First set `w.requires_grad = True` to track computation with it:

In [None]:
w.requires_grad = True
w

There’s one more class which is very important for autograd implementation - a Function.

Tensor and Function are interconnected and build up an acyclic graph, that encodes a complete history of computation. Each tensor has a `.grad_fn` attribute that references a Function that has created the Tensor.

When you compute the loss again, it is created as a result of an operation, so now it has a `grad_fn`:

In [None]:
y_hat = x@w
loss = mse(y, y_hat)
print(loss)

Let’s backprop now to compute the gradient of `w` with respect to the loss:

In [None]:
loss.backward()

###Question 2:
- Can you figure out how to extract the gradient of the loss w.r.t. to `w`? (Hint: It has just been calculated by calling loss.backward(), but where is it stored?)

**Note:** You can stop autograd from tracking history on Tensors by wrapping the code block in

```
with torch.no_grad()
```

We usually do this when updating the parameters (weights) during gradient descent, because we do not want these operations to be recorded for our next calculation of the gradient.
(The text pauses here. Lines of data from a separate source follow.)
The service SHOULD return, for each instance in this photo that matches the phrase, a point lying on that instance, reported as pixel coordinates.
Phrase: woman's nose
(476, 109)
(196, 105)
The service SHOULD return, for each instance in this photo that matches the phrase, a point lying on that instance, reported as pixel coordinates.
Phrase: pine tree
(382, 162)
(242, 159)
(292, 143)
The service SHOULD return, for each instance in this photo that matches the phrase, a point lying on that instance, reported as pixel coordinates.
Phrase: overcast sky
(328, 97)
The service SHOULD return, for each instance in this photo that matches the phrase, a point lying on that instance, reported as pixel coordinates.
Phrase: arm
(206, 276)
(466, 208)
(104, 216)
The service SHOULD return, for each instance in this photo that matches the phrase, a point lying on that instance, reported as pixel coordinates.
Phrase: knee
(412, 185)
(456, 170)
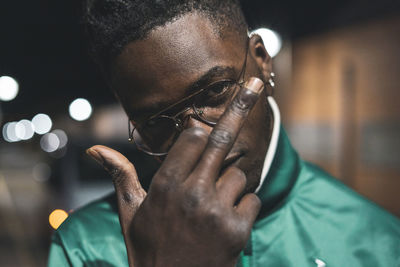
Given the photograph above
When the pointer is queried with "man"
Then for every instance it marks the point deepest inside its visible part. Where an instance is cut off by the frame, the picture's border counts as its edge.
(230, 189)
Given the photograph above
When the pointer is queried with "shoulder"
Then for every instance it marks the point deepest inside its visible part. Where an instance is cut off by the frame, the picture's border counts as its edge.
(331, 197)
(91, 234)
(92, 218)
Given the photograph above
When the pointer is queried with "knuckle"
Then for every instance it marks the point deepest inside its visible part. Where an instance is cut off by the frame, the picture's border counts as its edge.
(117, 177)
(195, 135)
(243, 102)
(196, 132)
(166, 174)
(220, 137)
(214, 218)
(161, 186)
(193, 198)
(238, 173)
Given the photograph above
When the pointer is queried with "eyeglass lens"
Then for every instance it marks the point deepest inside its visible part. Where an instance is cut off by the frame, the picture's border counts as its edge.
(159, 134)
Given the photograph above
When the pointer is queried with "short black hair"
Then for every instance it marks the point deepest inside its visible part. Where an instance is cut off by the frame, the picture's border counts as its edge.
(109, 25)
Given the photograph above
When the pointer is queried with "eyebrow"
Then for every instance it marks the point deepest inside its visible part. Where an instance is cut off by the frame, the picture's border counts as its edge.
(222, 72)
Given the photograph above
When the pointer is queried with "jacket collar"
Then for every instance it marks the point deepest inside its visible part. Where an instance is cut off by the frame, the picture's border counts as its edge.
(281, 168)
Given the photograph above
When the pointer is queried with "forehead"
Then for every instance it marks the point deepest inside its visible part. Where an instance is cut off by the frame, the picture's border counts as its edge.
(159, 68)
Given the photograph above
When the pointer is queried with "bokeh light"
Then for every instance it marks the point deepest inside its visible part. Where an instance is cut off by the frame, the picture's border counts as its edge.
(42, 123)
(57, 217)
(80, 109)
(9, 132)
(272, 40)
(49, 142)
(41, 172)
(62, 136)
(24, 130)
(8, 88)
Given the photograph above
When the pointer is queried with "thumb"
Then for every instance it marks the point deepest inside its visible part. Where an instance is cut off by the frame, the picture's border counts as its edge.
(130, 193)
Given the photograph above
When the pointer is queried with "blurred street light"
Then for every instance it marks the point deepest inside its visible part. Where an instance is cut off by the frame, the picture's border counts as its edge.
(49, 142)
(24, 130)
(80, 109)
(272, 40)
(42, 123)
(9, 132)
(57, 217)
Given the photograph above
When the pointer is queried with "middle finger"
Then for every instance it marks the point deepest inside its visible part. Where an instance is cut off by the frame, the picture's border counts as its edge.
(224, 134)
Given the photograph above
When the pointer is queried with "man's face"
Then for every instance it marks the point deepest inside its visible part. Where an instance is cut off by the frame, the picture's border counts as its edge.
(151, 74)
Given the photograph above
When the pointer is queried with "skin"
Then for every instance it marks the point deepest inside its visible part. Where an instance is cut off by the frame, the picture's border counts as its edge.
(205, 207)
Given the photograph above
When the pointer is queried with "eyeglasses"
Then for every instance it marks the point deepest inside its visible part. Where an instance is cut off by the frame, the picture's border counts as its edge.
(159, 132)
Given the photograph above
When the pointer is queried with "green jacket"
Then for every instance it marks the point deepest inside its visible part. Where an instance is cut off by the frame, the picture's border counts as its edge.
(307, 218)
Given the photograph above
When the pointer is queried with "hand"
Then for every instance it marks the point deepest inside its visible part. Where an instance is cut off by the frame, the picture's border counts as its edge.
(191, 215)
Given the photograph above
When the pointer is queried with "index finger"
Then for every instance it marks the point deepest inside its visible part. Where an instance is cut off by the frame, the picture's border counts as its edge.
(224, 134)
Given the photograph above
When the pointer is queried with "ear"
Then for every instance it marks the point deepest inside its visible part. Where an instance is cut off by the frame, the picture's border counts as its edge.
(260, 55)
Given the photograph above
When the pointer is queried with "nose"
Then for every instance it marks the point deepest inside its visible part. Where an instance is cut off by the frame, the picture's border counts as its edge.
(192, 121)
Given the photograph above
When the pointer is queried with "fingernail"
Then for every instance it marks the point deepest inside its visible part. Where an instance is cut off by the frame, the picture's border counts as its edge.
(255, 85)
(95, 155)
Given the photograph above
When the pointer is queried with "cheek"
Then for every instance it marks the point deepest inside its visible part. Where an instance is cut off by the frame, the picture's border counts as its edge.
(258, 126)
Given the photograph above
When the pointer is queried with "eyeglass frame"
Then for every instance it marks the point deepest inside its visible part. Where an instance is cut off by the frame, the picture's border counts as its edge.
(178, 122)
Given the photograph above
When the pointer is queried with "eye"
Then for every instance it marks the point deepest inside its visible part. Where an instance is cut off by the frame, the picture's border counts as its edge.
(219, 88)
(217, 93)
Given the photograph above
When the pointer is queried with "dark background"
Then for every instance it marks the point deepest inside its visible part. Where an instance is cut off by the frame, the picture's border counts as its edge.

Putting all the pieces together, here is the update function for gradient descent:


In [None]:
def update():

    # predict
    y_hat = x@w

    # calculate loss
    loss = mse(y, y_hat)
    
    if epoch % 10 == 0: print(loss)
    
    # calculate gradient of loss
    loss.backward()

    # update parameters (temporarily stop autograd from tracking history)
    with torch.no_grad():
        w.sub_(lr * w.grad) # in-place subtraction
        w.grad.zero_()

###Question 3:
- What does `w.grad.zero_()` do, and why is it necessary to call this function?

In [None]:
lr = 1e-1
for epoch in range(100):
  update()

In [None]:
w.requires_grad = False # Disable gradients, otherwise pyplot refuses to plot x@w
plt.scatter(x[:,0],y)
plt.scatter(x[:,0],x@w);

## Animate it!
This is just for fun :-)

In [None]:
from matplotlib import animation, rc
rc('animation', html='jshtml')

In [None]:
w = np.array([-1.,1]).astype(np.float32)
w = torch.as_tensor(w)

fig = plt.figure()
plt.scatter(x[:,0], y, c='orange')
line, = plt.plot(x[:,0], x@w)
plt.close()

def animate(i):
    w.requires_grad = True
    update()
    w.requires_grad = False
    line.set_ydata(x@w)
    return line,

animation.FuncAnimation(fig, animate, np.arange(0, 100), interval=20)

In practice, we usually don't calculate the gradients on the whole training set at once, but we use *mini-batches*. Then gradient descent becomes Stochastic Gradient Descent (SGD).

## Vocab

- Learning rate
- Epoch
- Minibatch
- SGD
- Model / Architecture
- Parameters
- Loss function

##Optional task
For classification problems, we use *cross entropy loss*, also known as *negative log likelihood loss*. This penalizes incorrect confident predictions, and correct unconfident predictions.

Can you implemnt a simple example like above, but for logistic regression? You need to change both the model (recall the output in logistic regression is a sigmoid) and the loss function (cross entropy).